Beauty & Style
There’s Nothing Like a Good Brow Job
The old saying goes that it’s better to give than to receive, HOWEVER being on the receiving end can take a load off your shoulders and in this case, a load off your face (mind out of the gutters, everyone, myself included.) What I’m ACTUALLY referring to is the maintenance and manicuring of your blessed brows. One’s eyebrows are priceless; they make or break your face, require an abundance of TLC and are sticking with you/on you for life whether you like it or not. Eyebrows are a no brainer investment and deserve an equal opportunity to be groomed, gratified and satisfied like the rest of your “spots.”
Maybe it’s the heat and humidity that’s sparking the growth, but I have seen one too many unibrows and forehead mustaches growing over the eyes lately. The Frida Kahlo/Madonna’s Lourdes look is a problem and is simply “negative water cooler talk.” And then there are the brows where the hairs are so long you could braid them two times over. I thought the bucked stopped with men there (who also have the extra-long nose hairs) but indeed women are not trimming the trees from their brows.

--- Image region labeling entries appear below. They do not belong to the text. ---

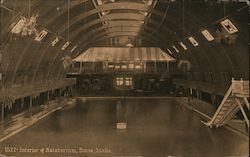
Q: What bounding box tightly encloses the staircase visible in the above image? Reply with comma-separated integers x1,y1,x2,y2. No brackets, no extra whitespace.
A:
204,79,249,128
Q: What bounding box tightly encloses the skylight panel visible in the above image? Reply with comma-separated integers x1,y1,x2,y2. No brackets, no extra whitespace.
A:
180,42,187,50
188,37,199,46
201,29,214,41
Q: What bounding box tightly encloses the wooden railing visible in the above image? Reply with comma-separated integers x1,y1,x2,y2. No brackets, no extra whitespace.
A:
0,79,76,99
232,78,249,97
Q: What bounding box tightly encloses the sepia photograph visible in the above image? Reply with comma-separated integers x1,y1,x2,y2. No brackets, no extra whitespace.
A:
0,0,250,157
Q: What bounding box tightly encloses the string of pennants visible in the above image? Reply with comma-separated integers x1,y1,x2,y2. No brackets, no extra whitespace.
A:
167,19,239,55
11,16,78,53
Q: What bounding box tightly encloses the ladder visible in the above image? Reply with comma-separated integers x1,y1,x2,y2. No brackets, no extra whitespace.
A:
203,79,249,128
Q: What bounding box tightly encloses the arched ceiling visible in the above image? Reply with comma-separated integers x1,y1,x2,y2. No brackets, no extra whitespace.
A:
1,0,249,88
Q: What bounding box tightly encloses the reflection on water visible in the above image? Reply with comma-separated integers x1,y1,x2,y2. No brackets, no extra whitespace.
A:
1,98,248,156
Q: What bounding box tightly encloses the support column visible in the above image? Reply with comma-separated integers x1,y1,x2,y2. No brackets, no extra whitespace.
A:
21,98,24,109
29,95,33,118
1,102,4,123
143,62,147,72
47,90,49,101
167,61,170,72
154,60,157,73
80,62,82,73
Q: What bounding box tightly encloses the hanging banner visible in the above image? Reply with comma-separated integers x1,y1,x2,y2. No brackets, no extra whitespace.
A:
220,19,238,34
188,37,199,46
201,29,214,41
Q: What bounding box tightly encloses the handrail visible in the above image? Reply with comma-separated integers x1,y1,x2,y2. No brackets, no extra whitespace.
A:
208,85,233,125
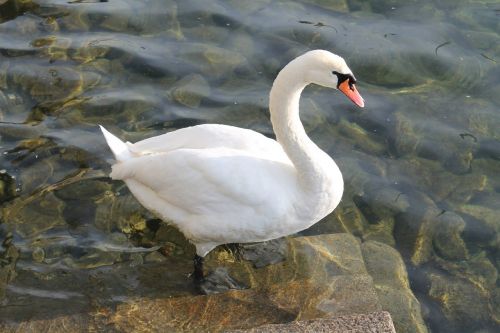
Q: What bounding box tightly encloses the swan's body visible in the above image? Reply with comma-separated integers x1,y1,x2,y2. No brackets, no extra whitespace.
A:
101,50,363,257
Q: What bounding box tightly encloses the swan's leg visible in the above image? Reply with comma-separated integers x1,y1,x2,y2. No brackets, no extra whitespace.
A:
193,255,205,282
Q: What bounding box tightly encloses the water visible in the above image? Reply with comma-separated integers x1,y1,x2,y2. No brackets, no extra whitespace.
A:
0,0,500,332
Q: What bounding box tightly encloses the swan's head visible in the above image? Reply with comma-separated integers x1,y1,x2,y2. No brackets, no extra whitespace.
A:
296,50,365,107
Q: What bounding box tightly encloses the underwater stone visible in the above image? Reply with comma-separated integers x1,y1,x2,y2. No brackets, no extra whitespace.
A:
0,170,16,203
355,184,410,223
191,44,247,78
31,246,45,262
240,238,288,268
394,193,442,266
390,111,421,156
338,118,387,156
362,217,396,247
144,251,166,262
172,74,210,108
361,241,410,289
95,194,149,234
457,204,500,246
429,273,491,332
303,0,349,13
2,192,65,238
0,233,19,301
433,212,468,260
361,241,427,332
443,151,473,175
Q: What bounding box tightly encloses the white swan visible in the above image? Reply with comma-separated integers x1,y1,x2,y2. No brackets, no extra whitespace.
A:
101,50,364,278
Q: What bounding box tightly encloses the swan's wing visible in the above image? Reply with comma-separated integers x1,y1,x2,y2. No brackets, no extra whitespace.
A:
111,148,296,223
128,124,288,161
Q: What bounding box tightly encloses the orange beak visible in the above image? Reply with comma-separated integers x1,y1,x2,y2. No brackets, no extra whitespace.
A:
339,80,365,108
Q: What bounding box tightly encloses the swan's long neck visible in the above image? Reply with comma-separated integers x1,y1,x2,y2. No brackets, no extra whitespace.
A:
269,62,343,206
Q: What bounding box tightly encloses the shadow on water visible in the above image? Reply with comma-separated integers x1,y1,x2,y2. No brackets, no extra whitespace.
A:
0,0,500,332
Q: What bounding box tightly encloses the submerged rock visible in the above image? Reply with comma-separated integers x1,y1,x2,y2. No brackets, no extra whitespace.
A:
0,233,19,304
394,194,442,266
361,241,427,332
172,74,210,108
433,212,469,260
429,273,494,331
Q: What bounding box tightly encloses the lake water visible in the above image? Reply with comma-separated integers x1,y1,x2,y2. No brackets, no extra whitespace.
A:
0,0,500,332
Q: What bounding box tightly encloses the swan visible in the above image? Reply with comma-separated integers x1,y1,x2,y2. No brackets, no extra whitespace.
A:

For years I chose waxing as my brow job of choice, all of my college friends were doing it so I happily jumped on board. Yes the pain and the effort is mild, but after a frightening experience where my eyebrows wound up with a 5 inch space in between them and were shaped and sized like different sized bullets, I started second guessing my decision. Not to mention, um, the burning possibility? Hello! That’s some risky business.
In most recent years I’ve preferred the professional tweeze appointment. My lady who remakes my shape is killer with vision like a hawk as she carefully shapes the right amount of arch, led by the tweezers, one hair at a time. However DO NOT attempt a “do it yourself full tweeze” as you will likely wind up with a friend plucking a few too many hairs, hence spending the rest of your date nights penciling in those suckers (I have a cousin that can testify to this experience, 40+ and she still hasn’t gotten over the incident).
Just because your kids love Oscar the grouch doesn’t mean you need to reenact the look. The little man in the trash can may rock the untamed brow, but you take care of yourself now, you hear? It really is all in the shape so find the best technique for your face and stick with it. Perfect your brow job as you perfect the other “jobs” in your life. Practice makes perfect, promise!